Рыбаки, которым разрешались неофициальные собрания, тут же устроили сход, после которого крестьянину было предложено убираться со своими овощами.
На втором сходе обсуждались ответные меры. Сошлись на том, что, раз сортовские не желают сократить свою свору, то рыбаки сами позаботятся, чтобы песьего отродья стало поменьше. Но как? Немыслимое дело, чтобы кто-то взял топор или дубину и уложил собаку на месте; крысиный яд тоже как-то был не в обычае. Наконец решили набрать морских губок и прожарить их в оливковом масле — против такого аромата ни один пес не устоит. Через несколько дней, когда обожравшиеся цыплятами звери пришли в себя, для них по околице разбросали губок. Средство, испытанное временем, сработало и на этот раз. Собаки слопали приманку, и сушеные губки стали впитывать желудочные соки и разбухать, пока не разорвали все внутренности.
Одну собаку, не поспевшую на роковой пир, поймали и, по обычаю, кастрировали в знак того, что рыбаки презирают своих врагов и бросают им вызов. Затем ее пустили восвояси, повязав на шею черную ленту.
Черная лепта означала трусость.
После этого сортовские взяли собак под присмотр, стали привязывать к тяжелым чурбакам, которые тем приходилось волочить за собой. С тех пор отношения между Сортом и Фаролем — и раньше-то они поддерживались на уровне вооруженного нейтралитета — совсем ухудшились, и обе общины страдали от потерн местного рынка сбыта своей продукции.

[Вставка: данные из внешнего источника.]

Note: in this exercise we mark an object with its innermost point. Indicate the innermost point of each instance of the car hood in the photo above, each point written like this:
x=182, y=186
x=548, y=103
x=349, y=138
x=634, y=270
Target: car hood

Мы с Себастьяном продолжали ловить кальмаров и всякий раз, когда было поспокойней, выходили в море на его лодчонке. Со временем наш обычный улов удвоился, и Бабка перестала спрашивать с меня деньги. Иногда я мог преподнести Кармеле рыбешку — добавку к ужину, которую та с достоинством принимала и, уходя, прятала где-то в складках своего замызганного вечернего платья. Вскоре представилась возможность расширить наше предприятие: Себастьян предложил попробовать нырять в маске с подводным ружьем, которое смастерил местный механик, руководствуясь виденной где-то картинкой. Таинственным образом она попала в религиозный журнал; рисунок, изображающий японского рыбака, охотящегося на рыбу с гарпуном, иллюстрировал статью о житии и чудесных деяниях блаженного Эгия Неапольского. Вскоре я узнал, кто это был такой: прожив в Неаполе год, наш святой специализировался на доведении «несвежей» рыбы до рыночной кондиции, каковых случаев ватиканская экспертная комиссия зафиксировала двадцать семь.